Rev. Para. Med. v.20 n.4 Belém dez. 2006

 

ARTIGO ORIGINAL

 

Efeito do leite Humano na cicatrização de feridas abertas em ratos1

 

Human milk result on the healing of wounds produced in rats.

 

 

Mara Lucinda Gomes do AmaralI; Luisa Margareth Araújo CarneiroI; Marcello Ribeiro Monte SantoII; Nara Macedo Botelho BritoIII; Marcus Vinicius Henriques BritoIV; Mariseth Carvalho de AndradeV

INutricionistas, alunas do Curso de Especialização em Pesquisa Aplicada em Ciências da Saúde
IIVeterinário, aluno do Curso de Especialização em Pesquisa Aplicada em Ciências da Saúde
IIIProfessora Adjunta, Doutora e Coordenadora do Núcleo de Pesquisa e Extensão de Medicina da UEPA
IVProfessor Adjunto, Doutor e Coordenador do Laboratório de Cirurgia Experimental da UEPA
VEstaticista, Especialista em Epidemiologia e Professora do Curso de Especialização em Pesquisa Aplicada em Ciências da Saúde

Endereço para correspondência

 

 


RESUMO

OBJETIVO: verificar o efeito do leite humano cru congelado e cru resfriado na cicatrização de feridas abertas em ratos.
MÉTODO: utilizaram-se 45 ratos, machos, adultos, distribuídos em 3 grupos, com 15 animais cada: o Grupo Controle, tratado com solução salina a 0,9%; o Grupo Cru Resfriado, tratado com Leite Humano Resfriado; o Grupo Cru Congelado, tratado com Leite Humano Cru Congelado. Em cada grupo, foi feito uso tópico de 0,1ml de cada substância correspondente ao grupo em estudo, 3 vezes ao dia, na região dorso-costalis de cada animal. A avaliação da lesão foi realizada no 7o, 14o e 21o dia de pós-operatório, no qual foi determinado o tamanho da lesão, presença ou não de pelos ao redor da ferida operatória, dos respectivos grupos.
RESULTADOS: os grupos tratados com leites nesta amostra obtiveram resultados estatisticamente significantes, quando comparado com o tratado com solução salina a 0,9% no período agudo de cicatrização.
CONCLUSÃO: as feridas cutâneas abertas na região dorso costal de ratos tratadas com leite humano cru congelado e o leite cru resfriado utilizado nesta pesquisa, quando comparado às tratadas com solução salina a 0,9% apresentaram resultados, estatisticamente significativos, comparado ao grupo controle no período agudo de cicatrização.

Descritores: Leite humano, experimental, macroscopia, cicatrização de feridas.


SUMMARY

OBJECTIVE: check out the frozen and the cold human milk effect on the healing of wounds produced in rats.
METHOD: it was used 60 males; adults rats divided in 3 groups, with 15 animals each one.The Control Group, treated with a quantity of 0,9% of sodium chloride; The Cold Raw Group, which Cold Human Milk was used; The Frozen Raw Group, treated with Frozen Raw Human Milk.

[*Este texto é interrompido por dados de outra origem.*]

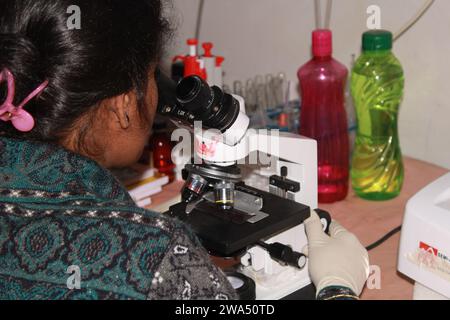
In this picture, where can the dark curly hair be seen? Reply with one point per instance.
(110, 55)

In each group, it was tested, under the skin, the usage of each corresponding substance to the group studied, 3 times a day, on the dorsocostalis region of each animal. The assessments of the injury was done in the 7th, 14th and 21st post-operatorion day, which the size, presence or not of four around the wound operated of each group was determined.
RESULTS: the Kinds of milk used in this experience reach a meaningful statically result when compared to that one used with sodium chloride at 0,9%.
CONCLUSION: the coetaneous wounds made on the dorsocostalis region of treated rats with cold raw human milk and the frozen raw human milk used in this experiment, when compared to those with saline solution, show statically meaningful results, although it had always presented a higher percentage as compared to the control group.

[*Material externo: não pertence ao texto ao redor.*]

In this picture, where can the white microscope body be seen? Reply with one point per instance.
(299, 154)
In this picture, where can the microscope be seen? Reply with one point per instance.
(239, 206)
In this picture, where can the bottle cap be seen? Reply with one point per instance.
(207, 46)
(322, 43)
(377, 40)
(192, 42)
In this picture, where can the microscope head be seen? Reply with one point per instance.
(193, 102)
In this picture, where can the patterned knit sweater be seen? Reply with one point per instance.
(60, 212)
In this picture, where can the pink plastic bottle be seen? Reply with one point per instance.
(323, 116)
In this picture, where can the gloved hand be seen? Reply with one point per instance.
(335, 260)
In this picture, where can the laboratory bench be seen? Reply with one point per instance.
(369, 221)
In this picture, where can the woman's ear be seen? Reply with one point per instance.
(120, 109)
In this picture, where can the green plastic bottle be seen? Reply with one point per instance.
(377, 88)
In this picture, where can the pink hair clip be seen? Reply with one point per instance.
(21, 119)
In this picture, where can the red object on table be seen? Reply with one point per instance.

Key words: human Milk, Experimental, Macroscopic, Injury Healing.


 

 

INTRODUÇÃO

A cicatrização é um fenômeno físico, químico e biológico, que se inicia logo após uma lesão tecidual, quer seja acidental ou operatória, e que tem por finalidade reconstituir o tecido de maneira mais fiel possível. É um fenômeno complexo, de grande importância à sobrevivência e que apresenta dúvidas na sua total compreensão. 1,2

Desde a Antigüidade o homem utiliza de procedimentos empíricos ou intuitivos buscando a cura de moléstias. 3 e pôr princípios que possam levar à reparação tecidual em ferimentos superficiais2.

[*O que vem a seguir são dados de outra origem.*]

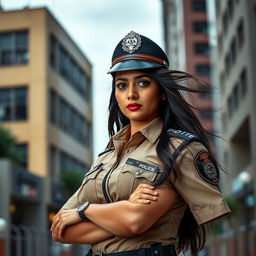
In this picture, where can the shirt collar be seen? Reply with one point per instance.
(151, 132)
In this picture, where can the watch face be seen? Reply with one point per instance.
(81, 207)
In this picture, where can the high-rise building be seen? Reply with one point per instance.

Dentre esses procedimentos empíricos, encontra-se a utilização, entre outros, de óleos e plantas 4,5. O leite humano, também, é utilizado neste processo; entretanto, não há estudos adequados sobre os seus mecanismos de ação e/ou riscos de contaminação por doenças infectocontagiosas6. A cultura do uso de leite humano nos processos inflamatórios como otite e conjuntivite, e principalmente na cicatrização de fissuras de mamilo são amplamente difundidas na população6. Porém nenhum relato literário científico foi localizado a respeito no período pesquisado.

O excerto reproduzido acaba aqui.